Non è una carretta del mare, di quelle che traghettano i senza speranza sotto altri orizzonti, in cerca di una vita, se non migliore, meno esposta alla morte e alla miseria. È un cargo che partì da Marsiglia alla volta della Martinica nel marzo 1941, la Capitaine Paul Lemerle, mentre gli stivali, gli elmetti e i cappottoni nazisti sfilavano sugli Champs-Elysées. Il suo era un carico di fuggitivi: il poeta surrealista André Breton, l’antropologo Claude Lévi-Strauss, l’artista cubano Wilfredo Lam, il romanziere comunista Victor Serge, la scrittrice Anna Seghers, tutti abbandonavano la Francia di Vichy. Ma l’episodio reale sfuma nell’ultimo spettacolo di uno dei grandi maestri del teatro contemporaneo, il sudafricano William Kentridge, pittore, disegnatore, cineasta, scrittore, autore e regista teatrale. Quella nave diventa anche metafora delle improbabili barche che solcano il Mediterraneo e di tutti i vascelli in cerca di nuovi mondi.

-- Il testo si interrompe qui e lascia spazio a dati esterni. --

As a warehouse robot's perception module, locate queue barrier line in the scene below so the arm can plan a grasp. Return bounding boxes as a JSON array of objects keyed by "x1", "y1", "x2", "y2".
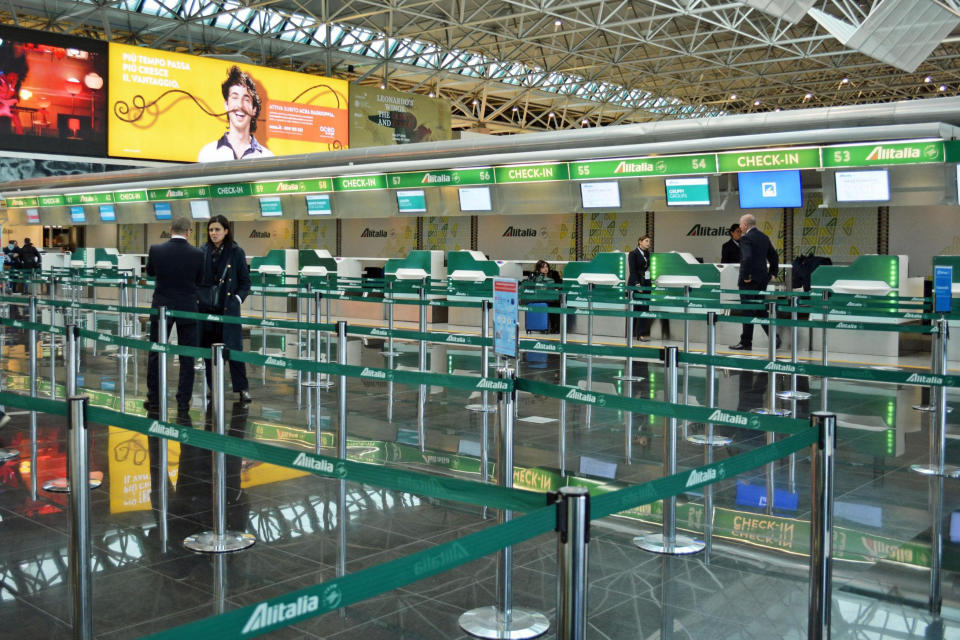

Al suo carico di intellettuali si aggiungono altri nomi, che rispondono al grido di libertà dalle Antille, invocando la Négritude, il rifiuto del colonialismo e una poesia “cannibale”, capace di mescolare, culture, di fare a pezzi le tradizioni e di guardare “il fiume di bisce che chiamo le mie vene, / il fiume di merli che chiamo il mio sangue”, di agire, trasformare materia, come alchimisti della parola e dell’azione artistica: “E non solo canta la bocca / ma anche le mani, i piedi, i glutei e i genitali. / E tutto il tuo essere si liquefa in suoni, suoni, suoni, suoni, parole, / quelle che saliranno in alto”.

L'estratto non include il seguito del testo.